The school was founded in 1861 by Phillip A. Emery, a deaf person who had taught briefly at Indiana School for the Deaf before coming to Kansas the previous year. He began educating deaf students from the attic of a small house in Baldwin City, Kansas, about 25 miles southwest of its current location.

Within five years, the school received state funding and a new location in Olathe. In 1885 the thriving institution changed its name to Kansas Institution for the Education of the Deaf and Dumb. Its emphasis, influenced by the work of Thomas Hopkins Gallaudet, was on integrating deaf students into society, rather than housing them apart from it.
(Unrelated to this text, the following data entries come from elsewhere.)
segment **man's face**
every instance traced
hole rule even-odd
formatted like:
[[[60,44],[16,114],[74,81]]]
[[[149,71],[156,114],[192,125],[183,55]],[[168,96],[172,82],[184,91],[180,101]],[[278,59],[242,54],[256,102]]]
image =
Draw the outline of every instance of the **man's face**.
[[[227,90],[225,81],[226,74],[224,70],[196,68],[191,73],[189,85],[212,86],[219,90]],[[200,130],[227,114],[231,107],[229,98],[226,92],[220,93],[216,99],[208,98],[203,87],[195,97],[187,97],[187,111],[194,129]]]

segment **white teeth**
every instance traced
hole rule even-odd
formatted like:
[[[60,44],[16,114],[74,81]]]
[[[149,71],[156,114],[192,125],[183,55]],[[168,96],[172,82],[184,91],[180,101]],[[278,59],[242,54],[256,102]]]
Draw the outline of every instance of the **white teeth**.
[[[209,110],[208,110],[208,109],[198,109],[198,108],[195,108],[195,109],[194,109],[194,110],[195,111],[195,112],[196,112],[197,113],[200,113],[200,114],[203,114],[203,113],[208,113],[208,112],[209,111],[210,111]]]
From the beginning KSD emphasized vocational training. Leather working, baking, sewing, printmaking and other trades were incorporated into the curriculum. Vocational training continues to be an integral part of the KSD experience to this day.

== Sports ==
Like many schools, KSD encourages students to participate in athletics. It adopted sports very early on, The football team began in 1899, and the basketball team in 1903. Perhaps the most famous KSD alumnus is Dummy Taylor who pitched for the New York Giants from 1900 to 1908. In addition to football and baseball, the school has also had active wrestling, track, basketball, cheerleading and volleyball programs. Athletic teams play both area public schools and other state deaf schools from the region. KSD boys won the 1978 National Deaf Football Championship and 1978 National Deaf Basketball Championship. The KSD girls won the 1978 National Deaf Volleyball Championship.

==Campus==
The school has dormitories for students who live far from the campus. The Stanley D. Roth east and west wings house dormitories.